李怀商不愿意:“这廊庑底下哪里有旁人?”
哎唷,云箫韶哄着他:“没有没有,是我叫岔来,往后记得了。只是心里总有个忧患,总要防着殿里那位挑咱夫妻两个的不是。”
咱夫妻两个,这话实在中听,顺着虎须捋来的,一举把李怀商梳拢住,他如闻仙乐如沐春风,笑容可掬迳到殿里。
徐皇后自然没好话,云箫韶给她奉茶,胳膊僵得要酸,李怀商眼见长眉皱起,忍不得的要开口,徐皇后才堪堪接住茶盏。
虽说是接住,可也就沾唇抿一抿,活像云箫韶碰过的东西有毒似的。
不过这一应刁难云箫韶一个字没道不是,两人出来要去咸庆宫,李怀商说她其实不必如此忍让,叫一声手酸也没什么,云箫韶慰他道:“值什么?再说我要给她示弱赔笑脸儿呢。”
李怀商只望着她两只手不言语,看样儿是想上手给她揉捏揉捏,云箫韶就笑:“是酸得很,晨起还伺候人穿衣。”李怀商说那、那往后还是,还是什么没说完,云箫韶截口打断,说酸着也是她来,李怀商脸上松快笑。
两个又说笑几句。
见过德妃,没别的话,德妃体念他两个辛苦,没说几句就打发回府,临行前也是说:往后日子还长,哪个眼睛就看着今日。
两人拜过父皇母后母妃,打道回府。
泰王府制式中规中矩,即不逼仄也不豪奢,周正阔五间、面长三院的亲王府宅子,中路第一座院子是客座、厢房、花厅和李怀商书房,云箫韶嫁来,他将中路第二座院子设好,昨日在婚庐歇一夜,今日才正经到她的居所。

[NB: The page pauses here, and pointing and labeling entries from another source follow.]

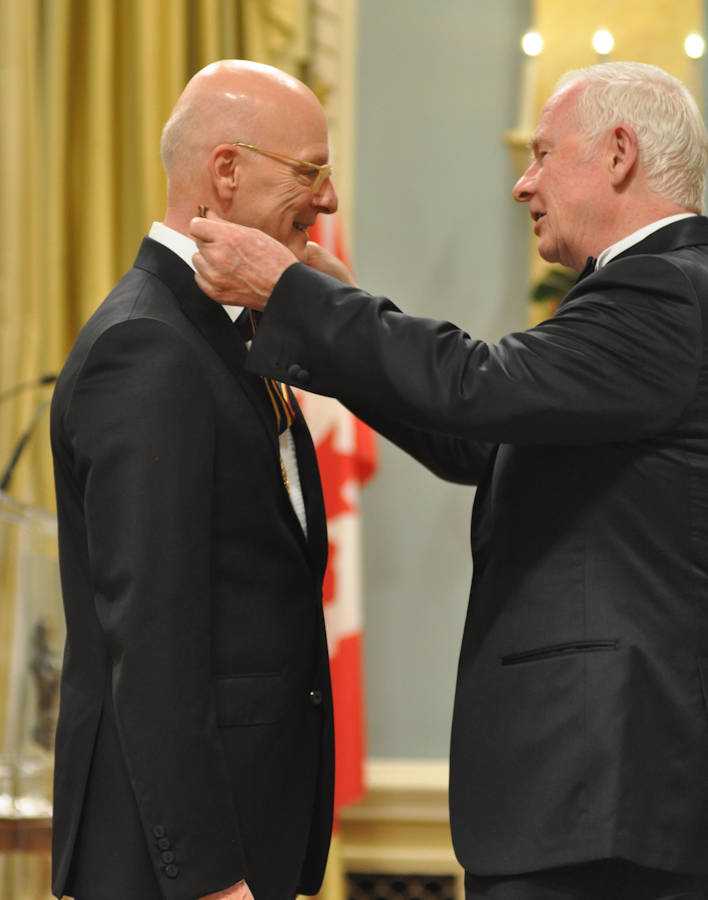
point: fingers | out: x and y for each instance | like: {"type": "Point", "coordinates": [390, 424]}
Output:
{"type": "Point", "coordinates": [211, 228]}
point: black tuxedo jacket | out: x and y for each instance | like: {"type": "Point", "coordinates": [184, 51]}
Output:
{"type": "Point", "coordinates": [580, 728]}
{"type": "Point", "coordinates": [195, 738]}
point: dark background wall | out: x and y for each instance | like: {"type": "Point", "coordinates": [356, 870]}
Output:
{"type": "Point", "coordinates": [436, 230]}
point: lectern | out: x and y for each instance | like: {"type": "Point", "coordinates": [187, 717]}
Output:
{"type": "Point", "coordinates": [30, 666]}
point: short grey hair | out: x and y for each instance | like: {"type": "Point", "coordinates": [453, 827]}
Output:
{"type": "Point", "coordinates": [672, 137]}
{"type": "Point", "coordinates": [182, 123]}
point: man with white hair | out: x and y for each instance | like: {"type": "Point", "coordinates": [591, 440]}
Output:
{"type": "Point", "coordinates": [579, 752]}
{"type": "Point", "coordinates": [194, 752]}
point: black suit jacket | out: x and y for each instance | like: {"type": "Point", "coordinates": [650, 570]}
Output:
{"type": "Point", "coordinates": [580, 728]}
{"type": "Point", "coordinates": [194, 745]}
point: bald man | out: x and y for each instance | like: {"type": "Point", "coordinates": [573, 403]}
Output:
{"type": "Point", "coordinates": [194, 753]}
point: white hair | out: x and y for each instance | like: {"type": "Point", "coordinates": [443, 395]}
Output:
{"type": "Point", "coordinates": [671, 134]}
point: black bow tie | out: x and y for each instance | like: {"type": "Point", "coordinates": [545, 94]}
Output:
{"type": "Point", "coordinates": [588, 269]}
{"type": "Point", "coordinates": [243, 323]}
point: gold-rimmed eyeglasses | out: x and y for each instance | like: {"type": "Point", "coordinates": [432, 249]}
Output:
{"type": "Point", "coordinates": [323, 172]}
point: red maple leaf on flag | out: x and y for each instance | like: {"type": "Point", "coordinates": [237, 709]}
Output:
{"type": "Point", "coordinates": [336, 469]}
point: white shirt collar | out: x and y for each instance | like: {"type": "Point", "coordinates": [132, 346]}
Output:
{"type": "Point", "coordinates": [185, 248]}
{"type": "Point", "coordinates": [635, 238]}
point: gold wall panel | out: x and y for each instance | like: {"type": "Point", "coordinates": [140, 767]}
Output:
{"type": "Point", "coordinates": [649, 31]}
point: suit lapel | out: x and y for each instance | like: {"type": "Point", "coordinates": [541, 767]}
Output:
{"type": "Point", "coordinates": [213, 323]}
{"type": "Point", "coordinates": [311, 489]}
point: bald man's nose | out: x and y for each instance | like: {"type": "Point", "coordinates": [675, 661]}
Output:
{"type": "Point", "coordinates": [326, 197]}
{"type": "Point", "coordinates": [523, 190]}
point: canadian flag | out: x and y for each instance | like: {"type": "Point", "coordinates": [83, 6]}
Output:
{"type": "Point", "coordinates": [347, 457]}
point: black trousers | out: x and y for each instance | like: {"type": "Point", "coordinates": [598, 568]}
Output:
{"type": "Point", "coordinates": [604, 879]}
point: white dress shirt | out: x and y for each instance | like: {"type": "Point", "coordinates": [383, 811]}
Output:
{"type": "Point", "coordinates": [636, 237]}
{"type": "Point", "coordinates": [185, 248]}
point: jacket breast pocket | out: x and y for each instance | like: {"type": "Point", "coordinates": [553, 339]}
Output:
{"type": "Point", "coordinates": [257, 699]}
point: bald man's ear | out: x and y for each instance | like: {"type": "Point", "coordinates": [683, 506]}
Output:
{"type": "Point", "coordinates": [224, 171]}
{"type": "Point", "coordinates": [623, 155]}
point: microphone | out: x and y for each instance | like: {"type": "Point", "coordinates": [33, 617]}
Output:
{"type": "Point", "coordinates": [24, 437]}
{"type": "Point", "coordinates": [40, 381]}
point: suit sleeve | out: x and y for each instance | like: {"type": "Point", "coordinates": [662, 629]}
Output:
{"type": "Point", "coordinates": [141, 425]}
{"type": "Point", "coordinates": [619, 361]}
{"type": "Point", "coordinates": [450, 458]}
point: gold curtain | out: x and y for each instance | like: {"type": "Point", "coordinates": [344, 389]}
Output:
{"type": "Point", "coordinates": [85, 88]}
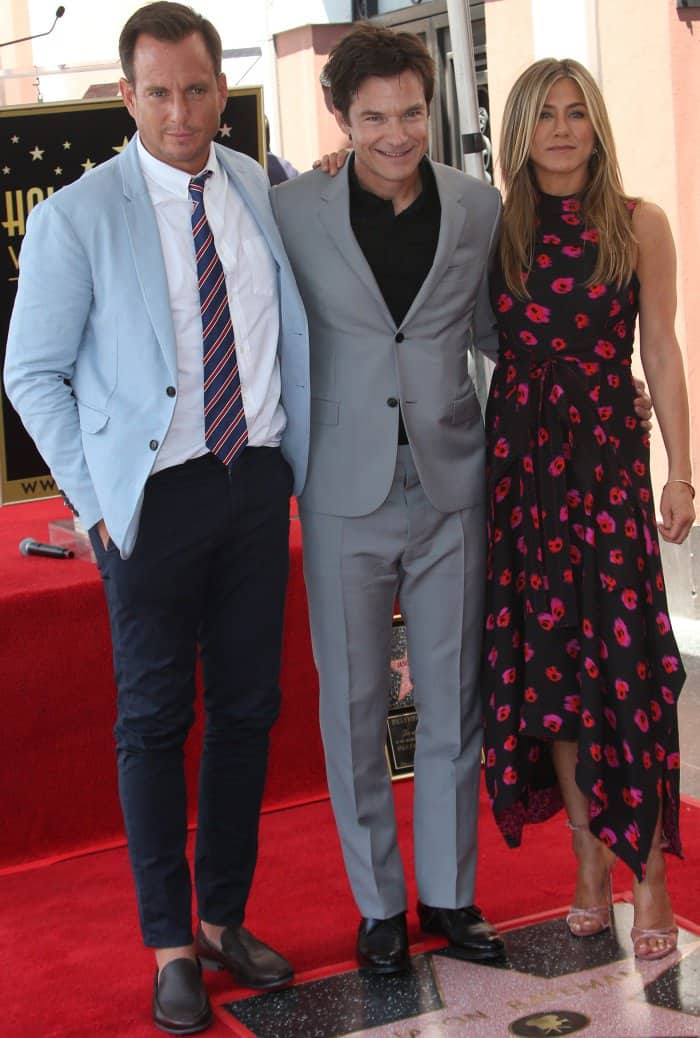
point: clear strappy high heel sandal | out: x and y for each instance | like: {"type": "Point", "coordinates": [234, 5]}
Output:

还没进院,云箫韶抬头看,垂花门匾上空空如也,没个题,遂疑问地看向李怀商,他道:“你往后在此起居,也拣两个你喜欢的字眼。”
边上望鸿儿等,都在等着信儿,云箫韶思索片刻,道:“不若‘云萝’二字罢。”
李怀商笑逐颜开:“好,云萝居,”转头分付,“叫将作监仔细雕刻。”
他这一日夜擎是爱笑,笑模样镶在脸上似的,云箫韶看见,心中涟漪淡淡,也跟着笑起来,夫妻两个满目笑容相携入居。
一路走,李怀商又忐忑:“你瞧哪里不好,只对我说。”
哪里不好?哪里都很好,金玉雕饰不很浓繁,多见假山掩映景色,闲趣盆景、花石小桥,好个庭院。
没一处不合心意,云箫韶微微笑道:“只在那儿,”并指点一点庭院中央,“欠一座葡萄架。”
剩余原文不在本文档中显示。